Bristol Myers Squibb Signs $15.2 Billion Drug Deal with China's Hengrui as Patent Cliff Looms
May 12, 2026 - 9:22 pm
TL;DR:
Bristol Myers Squibb has signed a deal worth up to $15.2 billion with Jiangsu Hengrui Medicine, China’s largest pharmaceutical company by market capitalisation. The agreement covers 13 early-stage drug programmes across oncology, haematology, and immunology. None of the drugs have entered human clinical trials.
The Deal:
BMS will pay Hengrui $600 million at closing, $175 million on the first anniversary, and a contingent $175 million in 2028, totalling $950 million in structured payments through the near term.
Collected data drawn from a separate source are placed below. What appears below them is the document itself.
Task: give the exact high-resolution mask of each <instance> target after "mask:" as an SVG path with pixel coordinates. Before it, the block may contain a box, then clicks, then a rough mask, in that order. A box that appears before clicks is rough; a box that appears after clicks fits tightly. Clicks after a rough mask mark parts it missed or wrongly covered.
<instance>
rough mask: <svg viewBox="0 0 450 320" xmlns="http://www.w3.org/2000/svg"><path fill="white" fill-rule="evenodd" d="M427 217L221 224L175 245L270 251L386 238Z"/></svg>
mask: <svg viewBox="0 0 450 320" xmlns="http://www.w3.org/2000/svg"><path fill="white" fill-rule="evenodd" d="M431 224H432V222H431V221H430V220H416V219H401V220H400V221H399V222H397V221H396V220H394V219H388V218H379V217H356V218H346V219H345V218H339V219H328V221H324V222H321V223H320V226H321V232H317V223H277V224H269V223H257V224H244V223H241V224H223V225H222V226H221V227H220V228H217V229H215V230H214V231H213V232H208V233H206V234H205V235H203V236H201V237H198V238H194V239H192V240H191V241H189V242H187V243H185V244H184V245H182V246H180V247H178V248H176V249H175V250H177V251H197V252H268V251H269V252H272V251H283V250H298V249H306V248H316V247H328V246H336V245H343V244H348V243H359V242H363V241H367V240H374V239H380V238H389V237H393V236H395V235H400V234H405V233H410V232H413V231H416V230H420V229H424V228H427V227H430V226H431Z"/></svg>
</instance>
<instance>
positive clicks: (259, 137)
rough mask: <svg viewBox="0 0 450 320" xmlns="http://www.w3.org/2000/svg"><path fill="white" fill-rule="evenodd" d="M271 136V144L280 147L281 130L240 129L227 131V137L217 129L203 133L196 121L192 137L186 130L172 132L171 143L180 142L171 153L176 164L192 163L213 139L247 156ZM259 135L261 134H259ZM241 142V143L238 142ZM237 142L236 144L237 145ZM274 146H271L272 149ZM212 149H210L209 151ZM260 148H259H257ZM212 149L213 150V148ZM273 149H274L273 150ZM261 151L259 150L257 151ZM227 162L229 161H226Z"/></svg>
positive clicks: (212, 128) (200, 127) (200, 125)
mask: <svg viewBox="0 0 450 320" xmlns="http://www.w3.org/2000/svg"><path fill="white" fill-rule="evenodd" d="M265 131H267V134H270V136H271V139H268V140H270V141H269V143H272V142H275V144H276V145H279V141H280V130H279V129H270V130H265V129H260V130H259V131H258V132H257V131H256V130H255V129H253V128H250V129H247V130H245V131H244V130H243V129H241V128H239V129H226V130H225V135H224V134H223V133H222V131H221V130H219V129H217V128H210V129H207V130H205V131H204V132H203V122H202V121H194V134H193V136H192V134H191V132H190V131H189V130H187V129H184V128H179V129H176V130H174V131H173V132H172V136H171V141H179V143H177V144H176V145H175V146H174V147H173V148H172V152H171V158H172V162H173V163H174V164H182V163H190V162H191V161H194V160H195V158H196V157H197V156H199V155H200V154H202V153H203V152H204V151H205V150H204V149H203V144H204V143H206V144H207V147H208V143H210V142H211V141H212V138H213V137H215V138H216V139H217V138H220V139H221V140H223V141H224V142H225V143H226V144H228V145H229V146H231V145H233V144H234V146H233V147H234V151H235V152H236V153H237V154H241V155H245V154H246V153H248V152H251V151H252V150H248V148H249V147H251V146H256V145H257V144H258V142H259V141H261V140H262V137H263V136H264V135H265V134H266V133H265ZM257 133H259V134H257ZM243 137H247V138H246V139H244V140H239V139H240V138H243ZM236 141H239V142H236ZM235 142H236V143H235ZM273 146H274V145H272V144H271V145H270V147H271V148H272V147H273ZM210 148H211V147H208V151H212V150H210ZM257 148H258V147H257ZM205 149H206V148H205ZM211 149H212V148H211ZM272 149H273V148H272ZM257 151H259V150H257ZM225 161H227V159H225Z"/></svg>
The remaining $14.25 billion is tied to development, regulatory, and commercial milestones. BMS gains exclusive worldwide rights to Hengrui’s four oncology and haematology assets outside mainland China, Hong Kong, and Macau. Hengrui receives exclusive rights to four BMS immunology assets within those territories. The companies will also collaborate on the joint discovery and development of five additional programmes using Hengrui’s discovery engine.
The Pipeline:
Hengrui has evolved significantly from the generics manufacturer many American executives envisioned a decade ago. Today, it boasts a robust pipeline with over 90 therapies in clinical development across 400 trials, including 20 international studies. It is one of the global top 10 pharma pipelines according to Citeline, and its R&D spending exceeded 2.22 billion yuan (approximately $327 million) in Q1 2026 alone. Hengrui has 30 commercialised drugs in China and 20 approved in the EU, US, and Japan.
The timing of this deal is coincidental to President Trump’s visit to Beijing, but the economic drivers are clear: BMS faces a looming patent cliff that threatens to strip roughly $300 billion in revenue from the global pharmaceutical industry by 2030.